Jon Pardi met Garth Brooks last night.
And the man who changed everything in country music with his rock intensity and relentless shows had no idea who he was.
“And that’s cool,” says Pardi, a Californian whose “Dirt on My Boots” is nominated for the CMA Awards’ Single of the Year and Song of the Year, in addition to his Best New Artist nominee. “He’s Garth, man. He meets so many people, and he was swarmed.
“But I got up there (talking to him), and I’d had a few vodkas. I did my Garth on the radio for him, with the voice,” gushes Pardi. “He’s so smart. When I told him he was my favorite artist of all time, he said, ‘Why?’ He wanted to know.”
Not that it was awkward. Quite the contrary, it was a love fest. “Mike (Dungan, CEO of Universal Music Nashville) came up. So it was me, Bart (Butler, Pardi’s longtime producer), Mike and Garth all talking about the old days, whatever. Next thing you know, me and Garth closed down that party!”

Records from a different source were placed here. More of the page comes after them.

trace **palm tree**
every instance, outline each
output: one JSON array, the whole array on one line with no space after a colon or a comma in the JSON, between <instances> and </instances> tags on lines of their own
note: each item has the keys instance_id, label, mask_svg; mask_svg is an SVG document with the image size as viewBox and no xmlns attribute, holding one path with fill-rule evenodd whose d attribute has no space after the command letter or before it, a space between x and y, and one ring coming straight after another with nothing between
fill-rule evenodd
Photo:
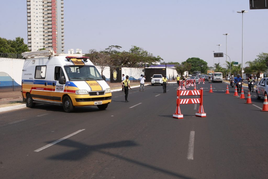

Such unabashed excitement is part of what has put Pardi — a pretty traditional country artist packing a high-octane stomp — on the map. His love of the music and the people who make it is so pronounced, even a hardcore superstar like Brooks can’t resist. Heck, before leaving, Brooks even took a selfie with the upstart, triple-CMA nominee.
With a slow build, a hardcore sense of what his kind of country is and a work ethic honed through construction alongside his father, the Dixon, Calif., born songwriter has built a core following from the ground up, making in-roads with a sound way more traditional than what plays on today’s country radio.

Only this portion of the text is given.